Ainda por cima, cá em casa, temos umas máscaras de plástico transparente que nos deixam o sorriso à mostra. Quando vou a um local onde todos somos obrigados a usar a máscara, continuo a sorrir com a cara toda mas os que me respondem sorriem-me apenas com os olhos. Ou então nem sequer respondem ao meu sorriso de igual modo, nem sempre dá para perceber.

Se a imposição da máscara se mantiver por muito mais tempo decerto se vulgarizarão modelos mais arrojados que a vulgar máscara cirúrgica. As grandes marcas irão colocar no mercado máscaras distintivas, símbolos de poder económico, não obrigatoriamente de bom gosto. As marcas desportivas desenvolverão máscaras que melhorem a filtragem do ar, empreendedores imaginativos lançarão modelos extravagantes.

Nos tempos que correm faltam sorrisos, vão sobrando olhares. Os sorrisos fazem-me falta.

domingo, maio 24, 2020

Desenho e pintura

Muita reflexão também não faz bem a ninguém. Ainda menos bem fará se for espicaçada por uma situação de confinamento. Uma gajo metido entre paredes contra vontade deveria evitar muita meditação sobre as questões habituais: "quem sou eu" (ou "o que sou eu"), "o que faço aqui" (pois, lá está, esta pergunta refere-se ao mundo, eventualmente ao universo, não à sala de estar ou ao quarto de banho) e, last but not least, "para onde vou" (vou para o quarto, vou para a cozinha)?

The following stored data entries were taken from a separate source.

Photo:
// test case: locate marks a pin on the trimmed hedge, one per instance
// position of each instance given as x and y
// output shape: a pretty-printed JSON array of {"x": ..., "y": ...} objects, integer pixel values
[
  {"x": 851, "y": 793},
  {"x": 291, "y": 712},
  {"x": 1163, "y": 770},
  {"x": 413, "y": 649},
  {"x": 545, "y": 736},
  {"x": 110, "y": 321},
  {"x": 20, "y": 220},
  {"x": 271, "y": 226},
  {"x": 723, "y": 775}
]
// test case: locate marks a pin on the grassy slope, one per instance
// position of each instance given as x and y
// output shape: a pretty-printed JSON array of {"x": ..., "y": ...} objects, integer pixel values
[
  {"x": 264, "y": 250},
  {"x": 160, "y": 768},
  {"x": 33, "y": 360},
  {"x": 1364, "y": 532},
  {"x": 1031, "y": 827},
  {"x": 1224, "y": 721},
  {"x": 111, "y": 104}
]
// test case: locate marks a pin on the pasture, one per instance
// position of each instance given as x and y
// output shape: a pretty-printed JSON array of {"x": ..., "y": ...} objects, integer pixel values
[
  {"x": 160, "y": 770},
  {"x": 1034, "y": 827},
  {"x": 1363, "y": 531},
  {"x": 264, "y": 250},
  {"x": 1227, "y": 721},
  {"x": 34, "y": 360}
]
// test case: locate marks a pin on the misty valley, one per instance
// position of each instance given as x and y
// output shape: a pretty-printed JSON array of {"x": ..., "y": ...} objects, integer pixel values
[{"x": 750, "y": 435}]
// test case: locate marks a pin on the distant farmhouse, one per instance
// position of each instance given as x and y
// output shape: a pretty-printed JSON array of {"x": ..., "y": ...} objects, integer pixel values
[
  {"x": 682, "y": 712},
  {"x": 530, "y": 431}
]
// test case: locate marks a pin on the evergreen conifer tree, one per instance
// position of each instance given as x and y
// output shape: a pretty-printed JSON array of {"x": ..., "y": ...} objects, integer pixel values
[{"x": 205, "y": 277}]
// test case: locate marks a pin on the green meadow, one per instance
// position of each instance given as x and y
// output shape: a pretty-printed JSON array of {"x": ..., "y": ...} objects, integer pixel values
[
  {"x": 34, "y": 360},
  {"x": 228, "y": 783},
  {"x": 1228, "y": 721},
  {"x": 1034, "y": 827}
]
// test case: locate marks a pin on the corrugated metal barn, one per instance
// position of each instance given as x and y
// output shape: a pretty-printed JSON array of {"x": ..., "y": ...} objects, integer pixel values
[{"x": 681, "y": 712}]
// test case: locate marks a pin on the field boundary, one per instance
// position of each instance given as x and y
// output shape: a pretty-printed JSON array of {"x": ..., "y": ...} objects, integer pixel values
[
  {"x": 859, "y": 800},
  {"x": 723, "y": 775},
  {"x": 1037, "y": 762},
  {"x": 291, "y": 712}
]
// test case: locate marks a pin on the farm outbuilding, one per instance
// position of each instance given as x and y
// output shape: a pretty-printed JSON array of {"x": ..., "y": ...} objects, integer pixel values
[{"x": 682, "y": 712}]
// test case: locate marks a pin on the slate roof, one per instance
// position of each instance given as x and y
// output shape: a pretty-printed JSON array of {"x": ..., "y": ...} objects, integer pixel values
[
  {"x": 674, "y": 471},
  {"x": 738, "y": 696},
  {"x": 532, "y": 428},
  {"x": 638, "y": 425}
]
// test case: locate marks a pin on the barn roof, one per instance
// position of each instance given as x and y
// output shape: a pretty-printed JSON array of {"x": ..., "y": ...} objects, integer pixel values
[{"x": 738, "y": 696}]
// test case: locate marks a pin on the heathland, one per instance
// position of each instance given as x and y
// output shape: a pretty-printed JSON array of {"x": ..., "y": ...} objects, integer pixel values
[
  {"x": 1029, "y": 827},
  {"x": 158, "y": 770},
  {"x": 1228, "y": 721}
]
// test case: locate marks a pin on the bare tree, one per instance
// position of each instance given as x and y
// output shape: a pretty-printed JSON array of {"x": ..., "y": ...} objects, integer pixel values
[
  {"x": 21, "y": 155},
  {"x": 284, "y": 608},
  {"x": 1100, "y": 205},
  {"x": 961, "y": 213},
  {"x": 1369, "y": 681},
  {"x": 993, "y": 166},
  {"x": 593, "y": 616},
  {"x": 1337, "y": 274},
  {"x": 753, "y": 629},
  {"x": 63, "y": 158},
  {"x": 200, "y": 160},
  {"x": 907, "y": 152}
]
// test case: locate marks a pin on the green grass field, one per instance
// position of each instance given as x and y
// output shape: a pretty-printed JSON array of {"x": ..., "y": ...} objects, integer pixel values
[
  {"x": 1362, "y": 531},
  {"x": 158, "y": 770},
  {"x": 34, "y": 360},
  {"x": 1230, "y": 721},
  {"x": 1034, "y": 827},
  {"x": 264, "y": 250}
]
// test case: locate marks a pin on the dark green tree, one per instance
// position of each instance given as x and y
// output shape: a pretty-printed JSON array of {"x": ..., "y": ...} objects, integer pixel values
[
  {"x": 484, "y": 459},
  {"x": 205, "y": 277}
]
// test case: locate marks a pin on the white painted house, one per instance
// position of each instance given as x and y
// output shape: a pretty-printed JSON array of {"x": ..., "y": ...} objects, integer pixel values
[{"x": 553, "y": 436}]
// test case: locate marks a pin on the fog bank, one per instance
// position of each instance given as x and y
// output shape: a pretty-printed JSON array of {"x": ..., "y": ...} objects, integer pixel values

Como facilmente se percebe estas questões, nos dias que ainda correm, estão todas armadilhadas, trazem coletes explosivos a envolvê-las e podem rebentar inadvertidamente.

Vivemos tempos propícios ao reforço da saúde dos macaquinhos que normalmente nos habitam o sótão. Da parte que me toca tenho evitado o espelho. Não é que seja pessoa assídua na contemplação da minha própria fachada, não é meu costume mirar a paisagem do corpo que habito, mas tenho tido um receio acrescido de olhar para os meus olhos. Dias há que os sinto mortiços, caídos para dentro e, verdade seja dita, prefiro poupar-me a semelhante espectáculo.

Estranhamente a leitura também não me tem puxado muita atenção. No início desta coisa pensei que iria ler e ler e ler, mas não. Tenho lido pouco.

Resumindo, a vida vai-se arrastando. A única coisa que me vai valendo, para lá da proximidade da família mais chegada (ah, como amo a minha família!) é o desenho e a pintura.  "Desenho e pintura?" dizes tu, "Isso são duas coisas!" Não são. Desenho e pintura, quando vêm juntos,são uma e a mesma coisa. E é essa coisa que me tem valido e ajudado a manter distraídos os macaquinhos e o sótão razoavelmente limpo.

sexta-feira, maio 22, 2020

Lição leonina

E é assim. Anuncia-se uma nova normalidade para os tempos futuros. Que faremos desta (futura) velha anormalidade? Iremos nós apagar o isolamento voluntário, transformá-lo em isolamento forçado ou iremos simplesmente aguardar que tudo se dissolva nas voltas do tempo? O tempo tem peso? O tempo ocupa espaço?

Já se nota o desafogo. As pessoas andam com fome de rua, estão capazes de comer pedras da calçada. Já começamos a cagar para o confinamento, o confinamento que se foda! Ansiosos por fazer do presente um qualquer passado longínquo fingimos nunca termos acreditado na nossa própria morte às mãos do novo coronavírus (até porque mãos são coisa que ele não tem).

E é assim, começamos a sentir aquela coragem que nos nasce no peito quando o medo passa e ganhamos uma certa sobranceria, quando o perigo passou somos todos uns valentes. Torço o nariz a tudo isto. Sinto-me como os porquinhos da história quando o lobo aparece vindo do nada depois de termos imaginado que regressara em definitivo à profundeza perdida da floresta (estou a inventar à pressão a história dos 3 porquinhos).

Bem vistas as coisas havemos todos de esticar o pernil, a nossa civilização baterá a bota, tal como outras bateram a sandália ou lá o que calçavam os que as ergueram das cinzas da civilização anterior. É o ciclo da vida. Aprende-se no Rei Leão.